There is no suspension of disbelief when we enter this film, as we the audience do live in a world that shuns people with facial differences. There are so many lines and moments in the film that I recognize as someone with a facial difference. When Oswald says he was inspired to read The Bluest Eye by Toni Morrison because Guy has strikingly blue eyes, and Ingrid says she never noticed, even though she’s sleeping with Guy, I was reminded how people with facial differences are remarkable in their appearances while people without facial differences can have the ability to blend in, to walk into a subway car or a bar or a restaurant and not have attention focused on them just because they’re there. Or when Edward was approached by people who thought they knew him - “do you work for Facebook?” “no, but I get that all the time” - I was reminded of how strangers will break conventions of politeness and talk to me about my face, even walking up to me to talk to me about my face and saying how proud they are of me, despite not knowing me at all.
I wouldn’t be surprised if Schimberg was referring to situations he has been in that are similar to mine, just as I wouldn’t be surprised if he was drawing from something completely different but in the shared experience of having a facial difference. The movie is an exercise in understanding what you understand about the experience of being othered by a different appearance. I am sure that people without facial differences who have been othered for looking different can find personal connections to this. People who don’t think they’ve been othered but are empathetic and have knowledge outside their personal experiences can understand parts of it, too.
And certainly, people with none of the above can understand parts because it is set in the real world, a world where doctors assume people want “normal” faces and not for society to change. As I do with most movies I see now, I went onto Reddit after watching it. Some people were mystified by parts of the film - why did he do that? they asked about when Guy stabs a physiotherapist who is completely baffled as to how a man with a facial difference impregnated a woman without one. Seeing such questions made me upset: watching a film that effortlessly brought us through scenes without internal narration, why can we understand Edward’s wailing after seeing “normal” people in public but we can’t understand why Guy chose violence against an ignorant person and worldview?
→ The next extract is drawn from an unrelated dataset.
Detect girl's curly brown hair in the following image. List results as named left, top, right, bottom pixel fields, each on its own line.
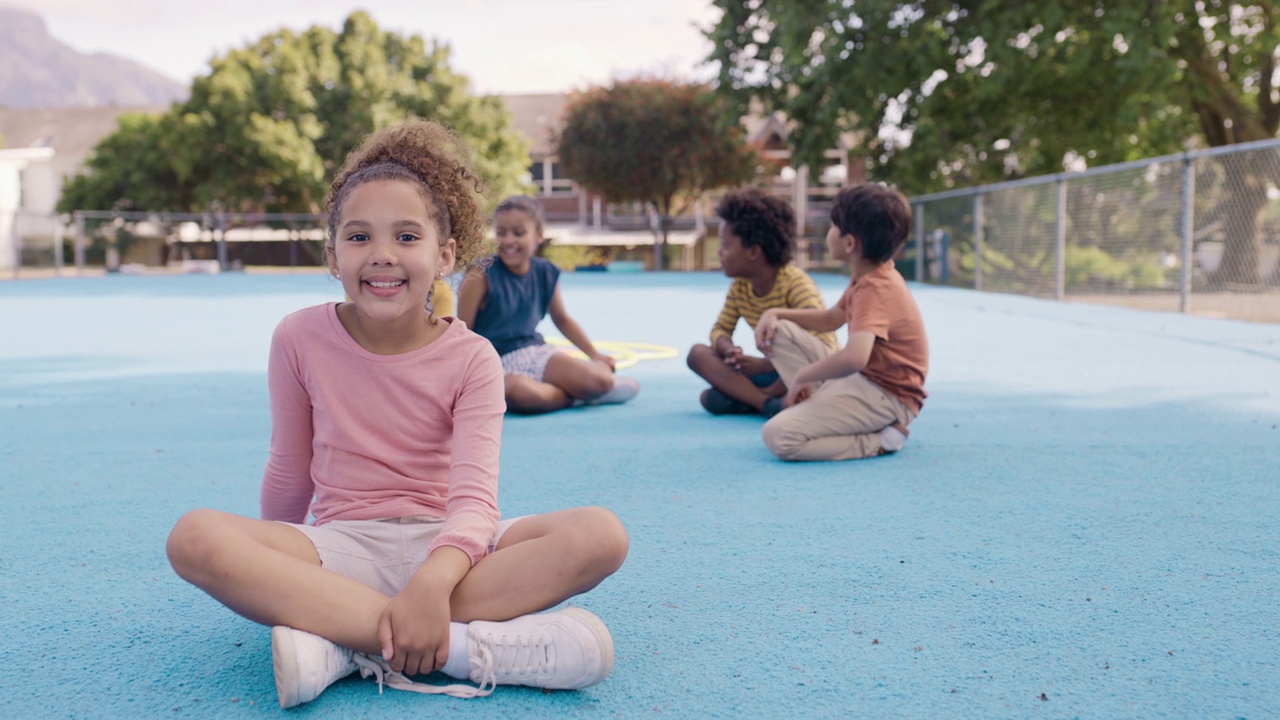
left=324, top=118, right=486, bottom=268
I do feel a burning rage when I read people being obtuse about something like that. Media written by people without facial differences specifically about people with facial differences often makes the weirdest, most simplistic yet offensive takes, and the reactions on Reddit or Goodreads etc often praises the uninformed worldview of the author. In these instances, I am so incredibly upset by the author’s words as well as the praises. After reading the misunderstanding questions on Reddit, my upset surprisingly quelled pretty quickly, and I realize it’s because A Different Man, a film written and directed by a man with a facial difference and starring a man with a facial difference, is true to a myriad of experiences of people with facial differences. It is accurate. Even when Edward peels off his face to reveal a new one and assumes an identity as Guy and becomes a real estate agent with no explanation of what legal and social and medical hurdles he faced in slipping into this new identity, it is accurate.